やって来た女性はトルデリーゼと言い、ジュリアスには眩しいくらいの美人だった。

他国からやって来るという事で、色々と教えてあげないと!と言う気持ちになっていたのだがトルデリーゼは父の国王が慣習などに困る事がないようにとつけた講師たちを驚かせるほど出来が良かったのだ。
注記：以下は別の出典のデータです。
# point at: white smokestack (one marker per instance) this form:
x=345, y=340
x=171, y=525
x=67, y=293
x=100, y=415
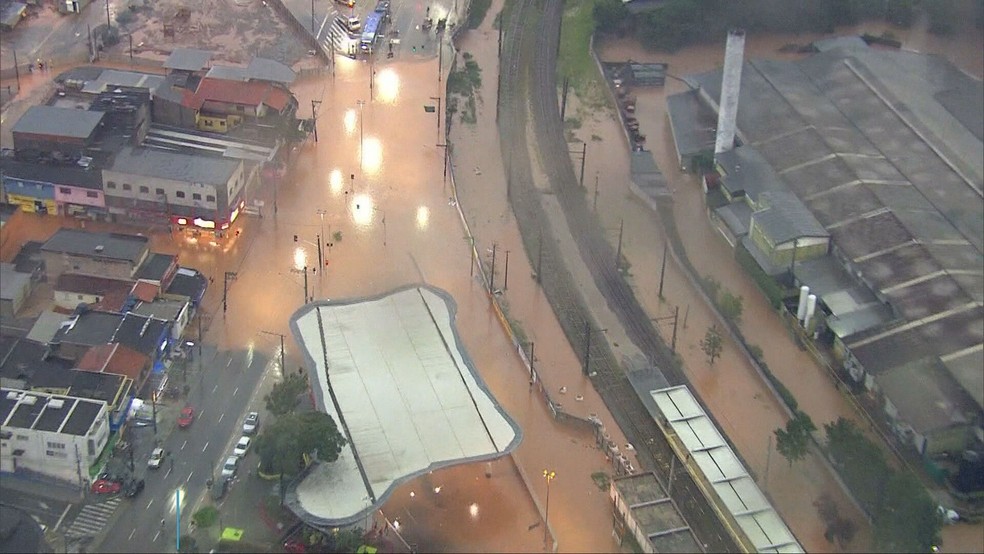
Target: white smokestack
x=734, y=56
x=811, y=308
x=801, y=308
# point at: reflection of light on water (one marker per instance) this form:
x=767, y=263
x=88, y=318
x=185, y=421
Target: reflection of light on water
x=335, y=181
x=300, y=258
x=362, y=208
x=372, y=155
x=388, y=84
x=351, y=118
x=423, y=217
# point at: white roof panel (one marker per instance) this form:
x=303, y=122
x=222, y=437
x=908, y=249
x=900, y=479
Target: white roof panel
x=410, y=399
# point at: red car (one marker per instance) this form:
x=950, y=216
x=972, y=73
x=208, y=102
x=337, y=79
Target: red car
x=103, y=486
x=186, y=417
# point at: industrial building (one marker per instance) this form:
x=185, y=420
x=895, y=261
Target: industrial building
x=857, y=172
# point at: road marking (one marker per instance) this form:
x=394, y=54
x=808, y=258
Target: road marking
x=62, y=518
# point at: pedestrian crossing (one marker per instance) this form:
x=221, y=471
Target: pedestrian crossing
x=92, y=519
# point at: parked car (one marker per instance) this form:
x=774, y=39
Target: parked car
x=230, y=467
x=186, y=417
x=156, y=458
x=133, y=488
x=107, y=476
x=241, y=447
x=251, y=423
x=219, y=489
x=102, y=486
机を並べて一緒に講義を受ける事もあったが、自分と同じ事を学んでいるのにその習熟度には差が出た。

――つまんないな――

少年であるジュリアスにはそれまでの思いを否定されたような気持ちが渦巻いた。




そんなある日、客人であるトルデリーゼを歓迎する宴が開かれる事になった。

ジュリアスはまだ8歳だった事もあって夜会への参加は出来なかったが、特別に【王族】の1人として声をかける事になった。初めて王子としての仕事にジュリアスは目を輝かせた。

貴族と言っても全員が来るわけではない。トルデリーゼの負担にならないよう小規模な夜会であり参加者は限られていた。貴族も公爵家、侯爵家のみで総勢50人足らず。ジュリアスは家名と名前を必死で覚えた。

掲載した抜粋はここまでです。